With reports of a worldwide shortage of medical face masks, people are discouraged from buying them at this point.

“Right now, the CDC does not recommended the use of face masks,” Stephens said. “It’s not spreading in our community, so face masks are not what’s recommended right now.”

Stephens said if anyone in the area has recently traveled outside the country and is concerned about possible exposure to COVID-19, they should monitor recommendations issued by the Centers for Disease Control and Prevention or call the health department for more information.

Mercy Regional Medical Center has started screening patients for the coronavirus, an illness that has sickened thousands globally.

Mercy Regional Medical Center is also preparing response strategies should a case be reported locally or if the coronavirus becomes more widespread. The hospital held an exercise Feb. 10 going over procedures for receiving a patient with a suspected infectious disease, said Keri McCune, infection prevention program manager for the hospital. She said the exercise “helped identify any planning gaps or areas of improvement, so that we can address them before an emergency happens.”

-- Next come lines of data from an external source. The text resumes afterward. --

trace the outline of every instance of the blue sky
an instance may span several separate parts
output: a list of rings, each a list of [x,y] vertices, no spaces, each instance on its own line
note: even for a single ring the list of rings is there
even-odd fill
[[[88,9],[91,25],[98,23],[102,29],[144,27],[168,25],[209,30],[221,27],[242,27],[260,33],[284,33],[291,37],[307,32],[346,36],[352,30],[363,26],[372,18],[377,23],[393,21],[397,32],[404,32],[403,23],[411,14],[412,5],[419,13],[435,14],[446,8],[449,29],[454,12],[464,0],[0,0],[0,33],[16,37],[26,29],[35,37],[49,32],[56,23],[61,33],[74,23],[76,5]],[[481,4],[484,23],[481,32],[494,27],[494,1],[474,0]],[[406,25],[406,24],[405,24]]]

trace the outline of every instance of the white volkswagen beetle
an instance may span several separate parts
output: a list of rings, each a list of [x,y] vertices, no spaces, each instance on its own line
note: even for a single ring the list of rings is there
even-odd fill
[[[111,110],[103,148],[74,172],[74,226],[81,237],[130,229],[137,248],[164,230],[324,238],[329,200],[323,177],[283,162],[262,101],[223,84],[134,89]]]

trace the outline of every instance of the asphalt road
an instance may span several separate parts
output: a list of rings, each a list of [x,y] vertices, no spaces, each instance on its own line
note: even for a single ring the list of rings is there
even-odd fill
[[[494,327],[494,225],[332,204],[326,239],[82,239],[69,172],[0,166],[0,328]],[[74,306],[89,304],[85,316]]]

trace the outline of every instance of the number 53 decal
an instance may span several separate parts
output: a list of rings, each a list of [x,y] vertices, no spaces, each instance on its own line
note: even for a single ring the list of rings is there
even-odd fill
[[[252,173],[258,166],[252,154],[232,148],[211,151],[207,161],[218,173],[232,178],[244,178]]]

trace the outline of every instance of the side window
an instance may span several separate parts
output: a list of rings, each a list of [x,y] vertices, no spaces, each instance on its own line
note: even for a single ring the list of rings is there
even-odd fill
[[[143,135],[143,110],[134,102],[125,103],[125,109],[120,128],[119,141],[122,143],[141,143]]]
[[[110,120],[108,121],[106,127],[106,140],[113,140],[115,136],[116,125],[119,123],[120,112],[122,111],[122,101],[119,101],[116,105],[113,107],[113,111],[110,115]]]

Since that exercise, Mercy has developed step-by-step processes for patients who might show up for COVID-19 testing.

“Mercy is prepared and ready if we get a suspected case,” McCune said. If someone needs to go to Mercy for potential coronavirus testing, she said they should first call and consult with a member of the clinical staff before showing up.

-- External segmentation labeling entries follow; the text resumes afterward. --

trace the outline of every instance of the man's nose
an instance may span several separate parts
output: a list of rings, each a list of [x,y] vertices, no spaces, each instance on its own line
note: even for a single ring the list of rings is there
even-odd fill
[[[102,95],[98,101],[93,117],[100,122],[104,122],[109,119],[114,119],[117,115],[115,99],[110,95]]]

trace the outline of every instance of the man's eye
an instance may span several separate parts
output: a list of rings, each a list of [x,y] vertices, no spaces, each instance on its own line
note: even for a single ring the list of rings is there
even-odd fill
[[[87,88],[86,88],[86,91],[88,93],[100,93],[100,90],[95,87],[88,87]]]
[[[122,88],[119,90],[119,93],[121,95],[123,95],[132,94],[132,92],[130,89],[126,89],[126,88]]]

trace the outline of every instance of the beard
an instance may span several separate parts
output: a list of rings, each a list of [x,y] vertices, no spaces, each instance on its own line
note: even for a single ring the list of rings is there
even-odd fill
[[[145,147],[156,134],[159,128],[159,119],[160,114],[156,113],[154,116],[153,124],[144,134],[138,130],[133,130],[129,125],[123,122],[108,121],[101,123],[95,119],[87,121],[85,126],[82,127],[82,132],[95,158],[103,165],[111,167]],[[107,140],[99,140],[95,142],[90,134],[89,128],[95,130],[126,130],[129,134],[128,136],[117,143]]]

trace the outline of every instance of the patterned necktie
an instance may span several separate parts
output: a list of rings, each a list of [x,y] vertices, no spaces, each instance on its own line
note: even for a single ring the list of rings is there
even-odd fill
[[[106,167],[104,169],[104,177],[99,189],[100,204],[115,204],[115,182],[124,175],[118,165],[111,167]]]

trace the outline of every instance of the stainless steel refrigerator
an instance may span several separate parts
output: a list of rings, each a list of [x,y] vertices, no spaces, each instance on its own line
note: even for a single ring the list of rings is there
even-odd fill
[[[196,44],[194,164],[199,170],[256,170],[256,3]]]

“Washing your hands is still the single most important thing you can do to protect yourself,” McCune said.

Under Colorado law, the Department of Public Health and Environment and its local counterparts – like San Juan Basin Public Health – are tasked with leading and coordinating efforts around any outbreak, said Butch Knowlton, director of La Plata County’s Office of Emergency Preparedness.

Knowlton said the early 2000s outbreak of SARS (severe acute respiratory syndrome) laid the groundwork for the consortium of local public health professionals, law enforcement, first responders and emergency management to handle an outbreak.

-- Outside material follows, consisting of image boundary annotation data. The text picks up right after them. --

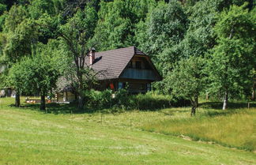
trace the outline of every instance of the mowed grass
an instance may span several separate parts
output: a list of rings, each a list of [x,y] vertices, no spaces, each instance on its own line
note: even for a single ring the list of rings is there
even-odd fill
[[[13,102],[0,99],[0,164],[256,163],[251,152],[139,129],[190,118],[187,108],[55,114],[9,107]]]
[[[194,118],[157,121],[141,128],[240,149],[256,149],[256,108],[232,109],[224,113],[207,111]]]

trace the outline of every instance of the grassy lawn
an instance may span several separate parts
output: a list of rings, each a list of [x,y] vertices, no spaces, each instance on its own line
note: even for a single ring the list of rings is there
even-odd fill
[[[218,127],[217,119],[220,125],[229,123],[228,128],[241,122],[245,126],[242,135],[236,137],[234,134],[229,139],[241,138],[238,140],[241,141],[239,144],[234,145],[243,146],[247,141],[243,137],[249,137],[249,141],[255,141],[255,137],[252,137],[255,136],[253,126],[243,135],[249,128],[246,123],[255,123],[253,121],[255,108],[246,111],[247,117],[240,122],[239,115],[239,113],[243,115],[243,109],[223,114],[204,108],[199,110],[198,117],[191,118],[188,108],[70,114],[68,107],[62,105],[52,106],[48,108],[48,114],[45,114],[37,111],[36,106],[9,107],[13,103],[13,99],[0,99],[0,164],[256,164],[254,152],[166,135],[168,134],[166,133],[186,135],[179,129],[174,132],[168,129],[168,127],[179,127],[182,121],[185,121],[183,128],[192,130],[200,130],[209,121],[209,126],[205,125],[201,132],[214,121],[215,127]],[[230,119],[224,122],[227,118]],[[166,129],[157,129],[161,122]],[[195,125],[188,127],[190,122]],[[215,127],[213,125],[209,129]],[[156,133],[143,131],[141,128]],[[232,130],[220,127],[222,129]],[[241,129],[234,130],[236,131]]]

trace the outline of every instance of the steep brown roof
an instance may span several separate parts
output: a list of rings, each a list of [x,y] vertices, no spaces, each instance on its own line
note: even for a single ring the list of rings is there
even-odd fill
[[[135,47],[96,52],[92,69],[100,72],[99,79],[118,78],[134,54],[145,55]]]

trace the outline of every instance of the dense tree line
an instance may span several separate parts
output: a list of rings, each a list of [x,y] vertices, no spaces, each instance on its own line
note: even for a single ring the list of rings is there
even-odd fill
[[[94,75],[78,59],[92,47],[134,45],[164,77],[156,90],[190,99],[192,114],[205,93],[222,98],[226,109],[228,98],[255,95],[255,11],[251,0],[1,0],[0,63],[8,66],[1,85],[36,90],[43,98],[58,76],[74,75],[81,108]],[[38,64],[38,70],[19,69],[28,64]],[[40,71],[45,67],[53,74],[29,77],[47,74]]]

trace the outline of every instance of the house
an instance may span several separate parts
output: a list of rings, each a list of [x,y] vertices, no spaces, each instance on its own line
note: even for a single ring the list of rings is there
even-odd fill
[[[93,70],[104,73],[98,75],[97,90],[126,88],[130,93],[145,93],[151,90],[152,82],[162,79],[150,58],[135,47],[101,52],[92,48],[85,62]],[[61,88],[57,98],[68,102],[75,99],[70,86]]]

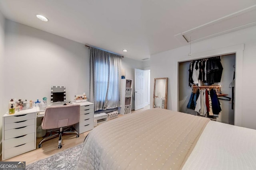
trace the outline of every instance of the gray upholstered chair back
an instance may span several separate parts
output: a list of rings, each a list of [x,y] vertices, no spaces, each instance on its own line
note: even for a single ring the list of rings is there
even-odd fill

“There’s multiple agencies in this community that are monitoring and making preparations to handle the situation,” he said.

Durango School District 9-R has also developed an infectious disease pandemic response plan in coordination with San Juan Basin Public Health, said Dan Snowberger, superintendent of the district. He said the school district does “not have any heightened concerns outside of normal flu and cold season, and we are continuing to monitor changes in that situation with the support of San Juan Basin Health.”

He added it is highly recommended families keep students home if they are exhibiting flu-like symptoms and continue to practice regular hand-washing and good hygiene.

Former La Plata County Coroner Carol Huser, who is a forensic pathologist, said COVID-19 is “a vastly different beast from the flu.” While the flu kills about one in 1,000, on average, COVID-19 kills about one in 50, Huser said.

People don’t need to “start hoarding food,” but they should continue to take reasonable precautions, she said. “Stay informed, wash your hands, stay away from sick people, and if you’re sick, don’t go around infecting other people.”

Huser, who currently lives in Florida, said she plans to move back to La Plata County by May 1. But she may return sooner if the coronavirus becomes a major concern in the U.S., “because I’d rather be there than in Florida.”

Claire Ninde, spokeswoman for the health department, said people should prepare like they would for a winter snowstorm – stock up on prescription medicine and basic food supplies “in case people have to stay in their homes for an extended period of time.”

Ninde said with information changing rapidly, “the best thing is to go to the trusted sources and get the information there instead of from maybe less appropriate sources.”

San Juan Basin Public Health established a webpage at sjbpublichealth.org/coronavirus/ to provide regular updates about the situation.

Ninde recommended checking the health department’s website, the Colorado Public Health and Environment’s webpage dedicated to COVID-19 and the Centers for Disease Control and Prevention for updates.